In the siFip1 sample, both pAs of shortened 3’UTRs and of lengthened 3’UTRs displayed motif biases (Fig 6D). For lengthened 3’UTRs, there was an enrichment of TTTT in the -100 to -41 nt region of proximal pAs, and an depletion of the motif in the same region of distal pAs, suggesting that U-rich elements play a role in APA regulation mediated by Fip1. This result is consistent with the reported U-rich sequence binding for Fip1 [51] and is in good agreement with the binding locations reported by Lackford et al. [31]. Several 4-mers displayed a strong bias in the +1 to +100 nt region of proximal pAs of shortened 3’UTRs, including TAAA, AATA and ATAA. Hexamer analysis indicated that these motifs were derived from AATAAA (S6 Table). This result suggests that Fip1 inhibits usage of pAs with downstream AATAAA. To test this hypothesis further, we specifically examined pAs with or without downstream AATAAA and analyzed the influence of distance between pAs (Fig 6E). We found that, in the siFip1 sample, when the distance between proximal and distal pAs was < 120 nt, proximal pAs with downstream AATAAA within 100 nt (group 1, Fig 6E) tended to be much more used than those without the motif (group 2), as indicated by their RED scores (-0.44 vs. -0.03, P < 1x10-6, Kolmogorov–Smirnov, or K-S, test,). This trend could also been seen when the distance was > = 120 nt (0.11 vs. 0.30, group 3 vs. group 4, P = 0.14). Thus, Fip1 plays a role in selection of adjacent pAs, favoring AATAAA-associated downstream pAs. This result offers an explanation as to why genes with short aUTRs tended to have upregulated proximal pAs in the siFip1 sample (Fig 5F).

Some cis element biases were also found in siPcf11 and siPABPN1 samples, with lower statistical significance (Fig 6B, S5 Table, and S6 Table). For example, TATT and TTAT were enriched for the +1 to +100 nt region of proximal pAs downregulated by siPcf11, and several TA-rich motifs were depleted from the -100 to -41 nt region of downregulated distal pAs but enriched for the same region of upregulated distal pAs in the siPABPN1 sample. Of all samples, siPABPC1 displayed the least cis element bias around regulated pAs, suggesting that its regulation of C/P does not involve specific cis elements.

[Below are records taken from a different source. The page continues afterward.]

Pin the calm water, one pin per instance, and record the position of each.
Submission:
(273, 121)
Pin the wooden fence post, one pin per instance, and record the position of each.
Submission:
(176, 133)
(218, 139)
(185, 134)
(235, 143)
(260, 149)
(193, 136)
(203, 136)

Relevance of the APA regulation by the five C/P factors to cell differentiation and development

We next asked whether the regulated APA events by five C/P factors were related to those taking place during C2C12 differentiation [14]. We examined 3’UTR-APA in C2C12 differentiation for genes that showed shortened or lengthened 3’UTRs in different KD samples (32 hr KD, total RNA). Using RED scores for differentiated vs. proliferating C2C12 samples, we found that genes regulated by siCFI-68 and siPcf11 showed significant RED differences in C2C12 differentiation (Fig 7A): genes with shortened 3’UTRs in the siCFI-68 sample and those with lengthened 3’UTRs in the siPcf11 sample were more likely to have lengthened 3’UTRs in C2C12 differentiation than genes with the opposite 3’UTR regulation in their respective samples (P = 4x10-3 and 7x10-5, respectively, K-S test).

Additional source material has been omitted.